Dans une arène cernée par des miroirs brouillés qui renvoient autant d'images frelatées de la vérité, les acteurs se rencontrent, vivent mais surtout se détachent progressivement les uns des autres. Ni le couple hétérosexuel normalisé, ni le couple homosexuel assumé, et encore moins le self-made man aux dents longues n'échapperont à la déchéance. Dans ces Etats-Unis aux relents de Pologne, où le capitalisme est honni autant que plébiscité, chacun plie sous le poids de ses paradoxes et s'achemine lentement mais sûrement vers la mort. D'ailleurs, pour s'assurer de cette fin, les morts reviennent, ironiquement pleins de leur certitude, hanter les vivants. Délire ou retour de bâton, le ton est donné : même les anges ne semblent plus capables de comprendre cette urgence humaine qui est le centre de la mise en scène de Warlikowski. Une urgence très palpable quand les gens, lorsqu'ils pètent les plombs, regardent le dîner brûler dans le four comme pour mieux calciner leurs craintes et leurs peurs. Sur ce fond de psychose, des images très douces viennent contrebalancer des sujets également prégnants comme le sida, le coming out ou le sacrifice.
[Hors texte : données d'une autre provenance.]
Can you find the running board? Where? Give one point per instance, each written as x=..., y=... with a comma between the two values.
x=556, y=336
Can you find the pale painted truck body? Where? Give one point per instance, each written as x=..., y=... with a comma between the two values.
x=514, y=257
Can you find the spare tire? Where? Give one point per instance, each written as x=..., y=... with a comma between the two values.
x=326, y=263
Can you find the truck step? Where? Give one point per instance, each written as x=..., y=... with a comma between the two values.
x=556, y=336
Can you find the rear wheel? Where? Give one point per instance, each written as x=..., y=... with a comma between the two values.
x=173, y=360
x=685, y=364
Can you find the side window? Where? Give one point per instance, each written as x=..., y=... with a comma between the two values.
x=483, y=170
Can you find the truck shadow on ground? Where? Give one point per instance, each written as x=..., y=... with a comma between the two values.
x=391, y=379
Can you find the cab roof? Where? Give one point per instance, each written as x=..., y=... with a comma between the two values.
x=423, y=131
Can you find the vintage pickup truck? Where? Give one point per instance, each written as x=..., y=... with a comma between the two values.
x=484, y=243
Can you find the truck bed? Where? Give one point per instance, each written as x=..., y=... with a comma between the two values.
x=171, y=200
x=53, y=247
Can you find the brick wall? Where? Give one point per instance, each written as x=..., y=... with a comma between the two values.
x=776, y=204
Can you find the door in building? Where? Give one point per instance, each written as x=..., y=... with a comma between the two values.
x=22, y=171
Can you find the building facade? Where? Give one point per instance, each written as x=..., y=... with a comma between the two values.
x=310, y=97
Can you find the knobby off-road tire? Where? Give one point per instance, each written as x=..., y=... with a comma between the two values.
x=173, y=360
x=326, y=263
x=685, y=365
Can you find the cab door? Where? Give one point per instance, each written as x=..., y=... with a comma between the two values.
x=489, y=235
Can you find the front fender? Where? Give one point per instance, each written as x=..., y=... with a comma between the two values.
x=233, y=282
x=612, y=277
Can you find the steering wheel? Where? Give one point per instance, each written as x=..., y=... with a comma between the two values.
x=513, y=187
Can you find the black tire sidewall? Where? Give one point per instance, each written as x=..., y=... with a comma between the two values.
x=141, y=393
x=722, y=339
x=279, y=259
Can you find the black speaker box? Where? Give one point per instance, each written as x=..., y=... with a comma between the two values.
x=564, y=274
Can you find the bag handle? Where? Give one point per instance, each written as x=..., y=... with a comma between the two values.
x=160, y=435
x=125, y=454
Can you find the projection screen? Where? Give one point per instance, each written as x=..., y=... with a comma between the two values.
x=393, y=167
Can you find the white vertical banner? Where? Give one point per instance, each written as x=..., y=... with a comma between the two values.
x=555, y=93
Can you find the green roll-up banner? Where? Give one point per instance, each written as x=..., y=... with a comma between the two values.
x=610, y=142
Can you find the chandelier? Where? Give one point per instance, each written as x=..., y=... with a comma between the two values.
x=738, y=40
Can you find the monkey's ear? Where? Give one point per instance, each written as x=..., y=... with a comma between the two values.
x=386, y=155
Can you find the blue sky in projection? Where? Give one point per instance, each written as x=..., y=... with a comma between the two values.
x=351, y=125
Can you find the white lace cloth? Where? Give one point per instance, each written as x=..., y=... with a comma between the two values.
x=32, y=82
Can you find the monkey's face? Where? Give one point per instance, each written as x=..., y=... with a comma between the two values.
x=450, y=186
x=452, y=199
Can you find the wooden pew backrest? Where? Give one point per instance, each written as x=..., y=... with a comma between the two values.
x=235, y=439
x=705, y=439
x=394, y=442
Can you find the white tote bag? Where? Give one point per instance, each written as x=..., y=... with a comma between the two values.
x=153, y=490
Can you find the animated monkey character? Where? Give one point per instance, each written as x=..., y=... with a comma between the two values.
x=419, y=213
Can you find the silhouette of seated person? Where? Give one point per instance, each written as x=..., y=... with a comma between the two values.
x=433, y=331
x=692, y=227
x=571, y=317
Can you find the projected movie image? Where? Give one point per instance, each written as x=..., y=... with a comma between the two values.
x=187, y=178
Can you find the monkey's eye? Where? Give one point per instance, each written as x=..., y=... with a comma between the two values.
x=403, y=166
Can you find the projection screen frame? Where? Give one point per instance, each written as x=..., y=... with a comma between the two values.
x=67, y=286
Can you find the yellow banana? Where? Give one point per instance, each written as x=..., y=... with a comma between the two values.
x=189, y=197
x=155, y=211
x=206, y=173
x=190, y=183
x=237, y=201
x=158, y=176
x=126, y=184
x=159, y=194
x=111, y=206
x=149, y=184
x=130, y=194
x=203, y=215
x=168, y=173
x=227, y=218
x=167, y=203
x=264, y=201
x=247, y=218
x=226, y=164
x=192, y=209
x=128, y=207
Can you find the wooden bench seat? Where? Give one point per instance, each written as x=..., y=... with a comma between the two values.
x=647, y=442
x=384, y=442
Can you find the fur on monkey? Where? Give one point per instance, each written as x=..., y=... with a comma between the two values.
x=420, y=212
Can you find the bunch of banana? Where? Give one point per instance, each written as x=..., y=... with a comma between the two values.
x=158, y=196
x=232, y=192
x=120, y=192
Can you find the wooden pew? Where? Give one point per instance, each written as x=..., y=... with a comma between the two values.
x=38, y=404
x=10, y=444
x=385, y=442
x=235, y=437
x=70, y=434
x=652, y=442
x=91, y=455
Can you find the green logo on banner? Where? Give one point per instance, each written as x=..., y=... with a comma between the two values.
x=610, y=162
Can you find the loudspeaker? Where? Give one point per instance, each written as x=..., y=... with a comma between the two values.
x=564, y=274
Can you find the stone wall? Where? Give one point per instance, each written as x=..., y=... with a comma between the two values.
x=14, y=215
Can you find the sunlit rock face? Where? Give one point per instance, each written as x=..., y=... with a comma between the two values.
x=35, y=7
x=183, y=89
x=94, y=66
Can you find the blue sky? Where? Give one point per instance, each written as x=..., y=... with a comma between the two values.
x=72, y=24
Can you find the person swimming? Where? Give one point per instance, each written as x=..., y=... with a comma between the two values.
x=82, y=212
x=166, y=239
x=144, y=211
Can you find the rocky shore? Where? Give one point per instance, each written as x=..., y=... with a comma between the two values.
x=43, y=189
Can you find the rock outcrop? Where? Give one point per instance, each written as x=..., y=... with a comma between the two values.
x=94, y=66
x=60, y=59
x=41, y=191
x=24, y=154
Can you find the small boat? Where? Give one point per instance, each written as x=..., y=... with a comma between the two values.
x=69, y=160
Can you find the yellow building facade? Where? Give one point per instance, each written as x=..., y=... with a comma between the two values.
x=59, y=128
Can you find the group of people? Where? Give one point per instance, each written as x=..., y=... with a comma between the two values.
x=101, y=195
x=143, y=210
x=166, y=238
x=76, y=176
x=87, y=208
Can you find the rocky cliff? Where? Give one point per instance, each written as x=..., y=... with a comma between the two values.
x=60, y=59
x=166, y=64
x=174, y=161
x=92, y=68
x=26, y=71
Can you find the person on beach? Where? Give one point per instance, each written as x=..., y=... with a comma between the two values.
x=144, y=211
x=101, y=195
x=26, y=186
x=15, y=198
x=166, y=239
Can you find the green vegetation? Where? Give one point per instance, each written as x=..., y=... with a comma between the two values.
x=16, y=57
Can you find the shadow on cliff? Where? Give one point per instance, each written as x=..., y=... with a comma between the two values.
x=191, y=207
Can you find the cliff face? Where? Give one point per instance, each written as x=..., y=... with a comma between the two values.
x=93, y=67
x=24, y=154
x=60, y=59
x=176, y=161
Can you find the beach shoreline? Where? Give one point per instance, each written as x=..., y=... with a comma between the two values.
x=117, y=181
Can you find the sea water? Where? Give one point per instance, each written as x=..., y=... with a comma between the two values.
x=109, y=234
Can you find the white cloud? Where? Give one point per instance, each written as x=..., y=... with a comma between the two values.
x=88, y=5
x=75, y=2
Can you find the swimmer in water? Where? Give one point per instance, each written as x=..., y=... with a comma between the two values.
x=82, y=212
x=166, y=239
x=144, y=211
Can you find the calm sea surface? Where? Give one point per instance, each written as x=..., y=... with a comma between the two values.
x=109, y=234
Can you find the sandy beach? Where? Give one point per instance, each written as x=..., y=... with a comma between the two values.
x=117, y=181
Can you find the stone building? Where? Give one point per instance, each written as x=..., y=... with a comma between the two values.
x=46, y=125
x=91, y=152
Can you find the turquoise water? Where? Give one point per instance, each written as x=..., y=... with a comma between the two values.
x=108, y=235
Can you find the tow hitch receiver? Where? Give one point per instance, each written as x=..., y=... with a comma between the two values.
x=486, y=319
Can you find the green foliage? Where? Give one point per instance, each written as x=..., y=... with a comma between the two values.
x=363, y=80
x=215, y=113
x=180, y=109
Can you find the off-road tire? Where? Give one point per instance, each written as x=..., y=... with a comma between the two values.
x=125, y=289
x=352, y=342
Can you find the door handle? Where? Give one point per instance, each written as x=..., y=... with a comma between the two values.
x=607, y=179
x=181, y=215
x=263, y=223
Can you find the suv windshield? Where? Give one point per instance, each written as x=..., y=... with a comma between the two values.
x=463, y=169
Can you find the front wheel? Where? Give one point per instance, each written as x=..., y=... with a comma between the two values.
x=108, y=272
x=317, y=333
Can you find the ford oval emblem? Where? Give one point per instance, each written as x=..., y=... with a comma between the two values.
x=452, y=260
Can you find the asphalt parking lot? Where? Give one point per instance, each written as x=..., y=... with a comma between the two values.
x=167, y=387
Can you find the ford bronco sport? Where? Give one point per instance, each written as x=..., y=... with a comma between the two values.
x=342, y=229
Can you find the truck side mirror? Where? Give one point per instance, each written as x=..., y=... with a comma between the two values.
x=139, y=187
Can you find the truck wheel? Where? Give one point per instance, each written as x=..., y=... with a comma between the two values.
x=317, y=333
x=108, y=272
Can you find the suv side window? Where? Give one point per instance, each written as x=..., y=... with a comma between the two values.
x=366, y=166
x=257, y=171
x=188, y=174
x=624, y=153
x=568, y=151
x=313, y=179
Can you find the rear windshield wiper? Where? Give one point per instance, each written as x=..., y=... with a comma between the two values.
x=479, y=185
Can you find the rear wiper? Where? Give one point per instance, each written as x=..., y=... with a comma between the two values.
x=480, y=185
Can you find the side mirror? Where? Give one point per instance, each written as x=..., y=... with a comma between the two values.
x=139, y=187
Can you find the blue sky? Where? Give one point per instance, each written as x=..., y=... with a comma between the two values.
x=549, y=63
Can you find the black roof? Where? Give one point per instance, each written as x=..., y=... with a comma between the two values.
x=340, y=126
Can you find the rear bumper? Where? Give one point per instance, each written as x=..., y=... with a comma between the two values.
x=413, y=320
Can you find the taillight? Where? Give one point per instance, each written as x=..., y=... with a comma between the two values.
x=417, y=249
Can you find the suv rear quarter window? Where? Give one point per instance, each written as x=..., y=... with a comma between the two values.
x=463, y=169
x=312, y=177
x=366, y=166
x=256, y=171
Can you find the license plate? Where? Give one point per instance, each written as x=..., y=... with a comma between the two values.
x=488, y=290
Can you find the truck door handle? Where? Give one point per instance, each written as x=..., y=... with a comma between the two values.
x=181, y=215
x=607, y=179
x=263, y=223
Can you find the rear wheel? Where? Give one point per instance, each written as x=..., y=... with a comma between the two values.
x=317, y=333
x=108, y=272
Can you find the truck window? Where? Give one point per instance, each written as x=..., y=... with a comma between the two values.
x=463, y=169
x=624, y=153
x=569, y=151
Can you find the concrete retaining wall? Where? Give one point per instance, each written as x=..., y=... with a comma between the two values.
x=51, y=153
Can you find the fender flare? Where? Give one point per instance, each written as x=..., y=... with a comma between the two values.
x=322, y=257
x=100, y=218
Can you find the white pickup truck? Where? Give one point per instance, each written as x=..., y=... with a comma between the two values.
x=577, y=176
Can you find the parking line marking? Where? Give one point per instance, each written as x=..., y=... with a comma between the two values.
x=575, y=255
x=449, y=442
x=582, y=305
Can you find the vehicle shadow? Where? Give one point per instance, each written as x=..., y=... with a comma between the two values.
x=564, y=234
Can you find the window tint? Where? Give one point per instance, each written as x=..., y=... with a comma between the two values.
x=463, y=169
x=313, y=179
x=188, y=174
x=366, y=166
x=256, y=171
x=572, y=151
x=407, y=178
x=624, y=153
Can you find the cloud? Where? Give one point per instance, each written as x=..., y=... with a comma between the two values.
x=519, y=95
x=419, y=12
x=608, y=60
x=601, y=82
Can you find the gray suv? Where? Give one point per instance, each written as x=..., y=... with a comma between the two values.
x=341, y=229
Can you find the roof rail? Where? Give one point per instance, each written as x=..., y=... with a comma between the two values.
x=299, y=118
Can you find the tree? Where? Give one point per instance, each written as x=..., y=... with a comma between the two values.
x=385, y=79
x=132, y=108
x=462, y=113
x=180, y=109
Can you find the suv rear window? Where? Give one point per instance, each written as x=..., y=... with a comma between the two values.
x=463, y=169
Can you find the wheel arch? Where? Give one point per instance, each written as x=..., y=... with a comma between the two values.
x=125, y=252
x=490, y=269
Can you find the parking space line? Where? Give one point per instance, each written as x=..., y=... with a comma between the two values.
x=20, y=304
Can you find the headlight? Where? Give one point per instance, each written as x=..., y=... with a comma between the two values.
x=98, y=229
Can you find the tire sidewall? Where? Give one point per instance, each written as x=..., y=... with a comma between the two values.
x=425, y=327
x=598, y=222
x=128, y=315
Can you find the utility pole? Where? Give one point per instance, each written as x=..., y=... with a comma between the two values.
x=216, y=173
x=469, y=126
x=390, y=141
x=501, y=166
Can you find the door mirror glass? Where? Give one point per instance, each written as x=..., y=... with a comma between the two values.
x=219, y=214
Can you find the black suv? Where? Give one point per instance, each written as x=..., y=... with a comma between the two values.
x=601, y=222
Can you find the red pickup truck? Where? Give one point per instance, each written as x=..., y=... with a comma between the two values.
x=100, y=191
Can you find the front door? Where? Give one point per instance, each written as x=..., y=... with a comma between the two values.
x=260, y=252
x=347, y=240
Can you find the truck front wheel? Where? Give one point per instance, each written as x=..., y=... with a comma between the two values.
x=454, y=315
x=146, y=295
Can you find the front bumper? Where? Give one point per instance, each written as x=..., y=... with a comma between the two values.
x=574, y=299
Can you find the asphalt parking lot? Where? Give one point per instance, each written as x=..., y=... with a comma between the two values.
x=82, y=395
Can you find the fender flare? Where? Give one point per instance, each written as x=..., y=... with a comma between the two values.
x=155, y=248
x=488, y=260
Comme un avertissement, ou un tendre regard désabusé sur une époque qui s'autodétruit par manque d'espoir.
Kushner parle d'homosexualité, mais le propos de Warlikowski est universel. La peur, le dégoût de l'autre et de soi s'appliquent à chacun, n'importe où et n'importe quand. Et sa mise en scène en fait l'ambigu aveu, passionnément, sincèrement.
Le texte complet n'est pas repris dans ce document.